"Yes, and every other night, too. Haven't I just told you so? Directly we strike the viaduct I come to my feet by instinct."
"Always look out the same side, I suppose?"
"Yes, on the left. That's the platform side, you understand."
"Then if anybody had left the train there——"
"Anybody left the train! Why we were traveling at fifty miles an hour when we reached the viaduct. Oh, yes, if anybody had left the train I should have been bound to see them, of course."
"But you can't see out of both windows at once."
"Nobody could leave the train by the other side. The stone parapet of the viaduct almost touches the footboard, and there's a drop of ninety feet below that. Of course I see what you are driving at, Mr. Merrick. Now look here. I locked Mr. Skidmore in the carriage myself, and I can prove that nobody got in before we left London. That would have been too dangerous a game so long as the train was passing any number of brilliantly lighted stations, and by the time we got into the open we were going at sixty miles an hour. That speed never slackened till we were just outside Lydmouth, and I was watching at the moment that our pace dropped. I had my head out of the window of my van till we pulled up by the platform. I am prepared to swear to all this if you like. Lord knows how the thing was done, and I don't suppose anybody else ever will."
"You are mistaken there," said Merrick drily. "Now, what puzzles you, of course, is the manner in which the murderer left the train."

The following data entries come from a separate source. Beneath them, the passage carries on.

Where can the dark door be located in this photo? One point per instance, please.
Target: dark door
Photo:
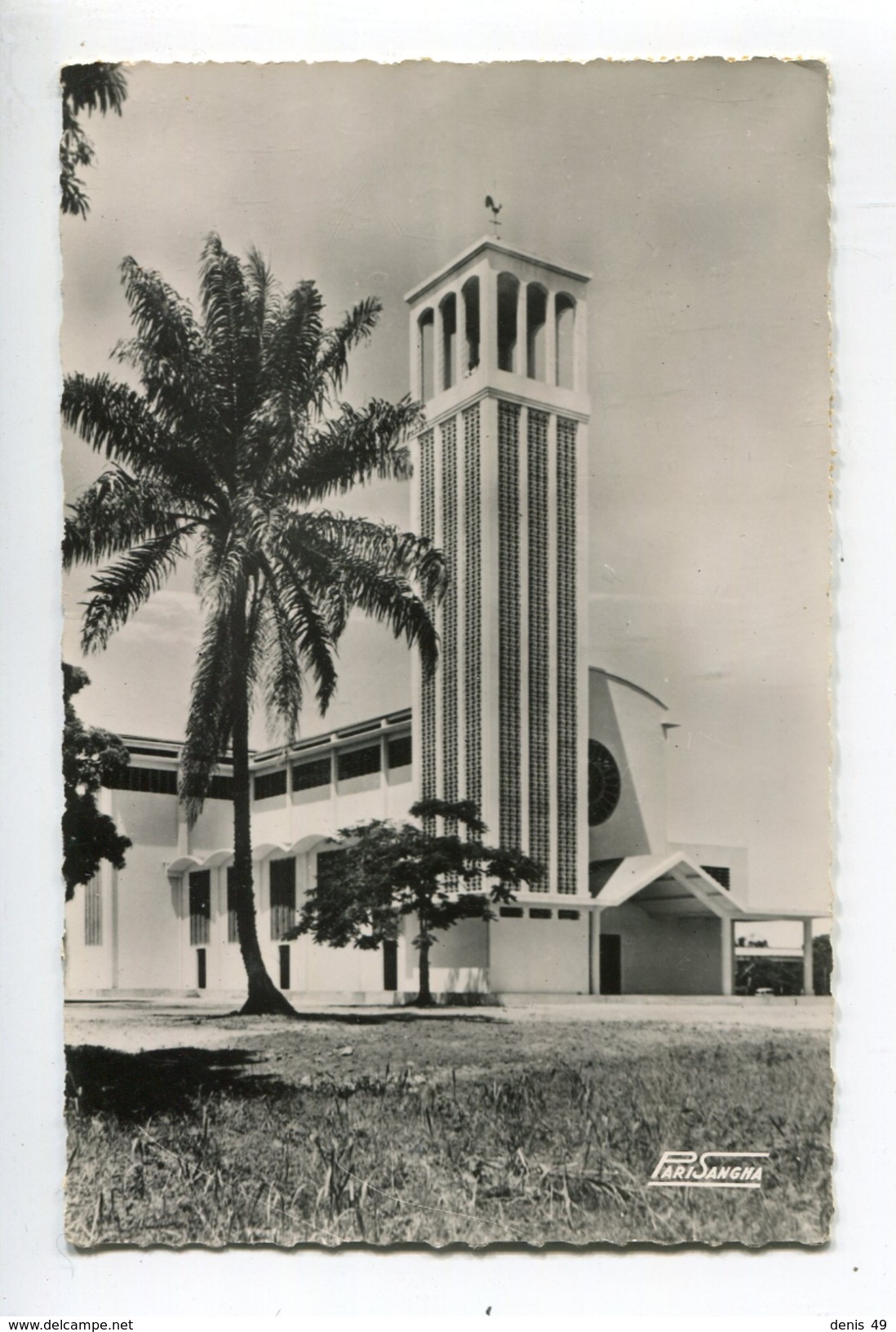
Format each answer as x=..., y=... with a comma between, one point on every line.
x=390, y=965
x=610, y=965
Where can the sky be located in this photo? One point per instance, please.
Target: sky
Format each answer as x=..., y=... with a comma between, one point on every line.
x=695, y=193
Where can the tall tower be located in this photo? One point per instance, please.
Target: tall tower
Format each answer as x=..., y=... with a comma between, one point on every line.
x=501, y=484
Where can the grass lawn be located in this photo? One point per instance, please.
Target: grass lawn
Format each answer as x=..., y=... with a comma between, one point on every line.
x=390, y=1129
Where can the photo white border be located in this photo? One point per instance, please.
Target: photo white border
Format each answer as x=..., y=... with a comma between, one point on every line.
x=847, y=1279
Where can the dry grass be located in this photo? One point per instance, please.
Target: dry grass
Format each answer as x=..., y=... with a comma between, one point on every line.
x=490, y=1135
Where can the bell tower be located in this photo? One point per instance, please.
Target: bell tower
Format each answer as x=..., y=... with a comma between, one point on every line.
x=501, y=484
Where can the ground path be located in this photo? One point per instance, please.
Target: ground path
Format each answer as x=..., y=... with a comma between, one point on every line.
x=153, y=1024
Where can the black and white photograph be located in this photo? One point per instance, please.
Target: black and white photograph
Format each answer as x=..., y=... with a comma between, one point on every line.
x=446, y=653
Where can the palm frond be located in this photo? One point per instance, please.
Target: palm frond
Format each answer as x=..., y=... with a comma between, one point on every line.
x=352, y=448
x=116, y=512
x=168, y=351
x=304, y=636
x=291, y=383
x=94, y=87
x=118, y=421
x=231, y=333
x=357, y=326
x=209, y=720
x=120, y=589
x=339, y=541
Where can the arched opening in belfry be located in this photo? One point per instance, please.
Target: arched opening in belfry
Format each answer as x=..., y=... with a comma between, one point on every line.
x=535, y=332
x=508, y=300
x=426, y=349
x=449, y=313
x=470, y=293
x=565, y=341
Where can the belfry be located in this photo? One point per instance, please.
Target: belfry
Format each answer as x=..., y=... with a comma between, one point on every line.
x=498, y=358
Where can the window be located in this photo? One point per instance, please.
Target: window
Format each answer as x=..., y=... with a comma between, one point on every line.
x=535, y=332
x=449, y=311
x=282, y=897
x=426, y=347
x=221, y=788
x=398, y=752
x=312, y=773
x=271, y=784
x=605, y=784
x=357, y=762
x=200, y=885
x=470, y=326
x=156, y=781
x=565, y=308
x=508, y=296
x=233, y=929
x=94, y=912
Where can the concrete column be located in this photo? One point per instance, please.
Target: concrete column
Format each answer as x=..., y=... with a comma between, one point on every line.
x=522, y=332
x=594, y=952
x=487, y=320
x=550, y=339
x=459, y=339
x=727, y=955
x=809, y=986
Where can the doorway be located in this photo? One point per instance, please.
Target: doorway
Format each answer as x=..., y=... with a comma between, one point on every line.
x=610, y=965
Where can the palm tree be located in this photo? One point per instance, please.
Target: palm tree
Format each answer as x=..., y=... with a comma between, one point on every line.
x=96, y=87
x=227, y=455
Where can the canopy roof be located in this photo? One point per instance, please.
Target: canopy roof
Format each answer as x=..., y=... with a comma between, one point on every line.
x=668, y=885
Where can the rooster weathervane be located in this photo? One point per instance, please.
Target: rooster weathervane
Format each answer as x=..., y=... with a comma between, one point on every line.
x=495, y=210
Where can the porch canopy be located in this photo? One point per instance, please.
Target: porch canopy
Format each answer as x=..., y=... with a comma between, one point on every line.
x=674, y=885
x=666, y=885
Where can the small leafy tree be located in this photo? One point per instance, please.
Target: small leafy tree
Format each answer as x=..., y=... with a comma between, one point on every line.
x=90, y=757
x=392, y=870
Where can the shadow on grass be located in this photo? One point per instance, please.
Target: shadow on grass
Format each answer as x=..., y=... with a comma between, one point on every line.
x=341, y=1018
x=152, y=1082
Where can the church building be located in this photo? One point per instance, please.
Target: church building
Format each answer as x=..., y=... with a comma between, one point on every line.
x=565, y=761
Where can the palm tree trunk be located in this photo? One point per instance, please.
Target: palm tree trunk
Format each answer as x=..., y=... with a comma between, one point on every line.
x=425, y=994
x=264, y=997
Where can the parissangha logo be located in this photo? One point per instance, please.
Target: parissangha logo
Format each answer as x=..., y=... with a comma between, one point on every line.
x=708, y=1170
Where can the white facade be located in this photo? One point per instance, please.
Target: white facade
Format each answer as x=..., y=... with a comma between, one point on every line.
x=565, y=762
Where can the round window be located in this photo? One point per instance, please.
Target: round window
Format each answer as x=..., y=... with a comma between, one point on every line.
x=605, y=784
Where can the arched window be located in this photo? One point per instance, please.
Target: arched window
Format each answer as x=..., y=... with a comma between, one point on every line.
x=426, y=348
x=565, y=307
x=449, y=312
x=605, y=784
x=508, y=296
x=470, y=293
x=535, y=331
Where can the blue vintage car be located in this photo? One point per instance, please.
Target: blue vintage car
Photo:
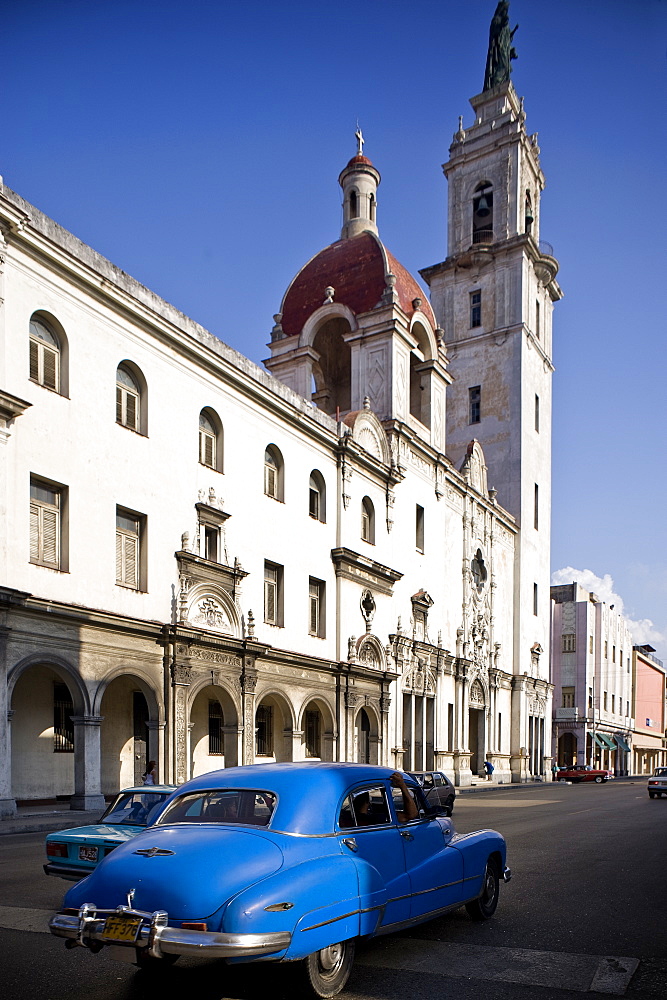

"Well, isn't that the whole mystery?"
"Not to me. That's the part I really do know. Not that I can take any great credit to myself, because luck helped me. It was, perhaps, the most amazing piece of luck I have ever had. It was my duty, of course, to take no chances, and I didn't. But we'll come to that presently. Let it suffice for the moment that I know how the murderer left the train. What puzzles me is to know how he got on it. We can dismiss every other passenger in the train, and we need not look for an accomplice. There were accomplices, of course, but they were not on the express. Why didn't Mr. Skidmore travel in one of the corridor coaches?"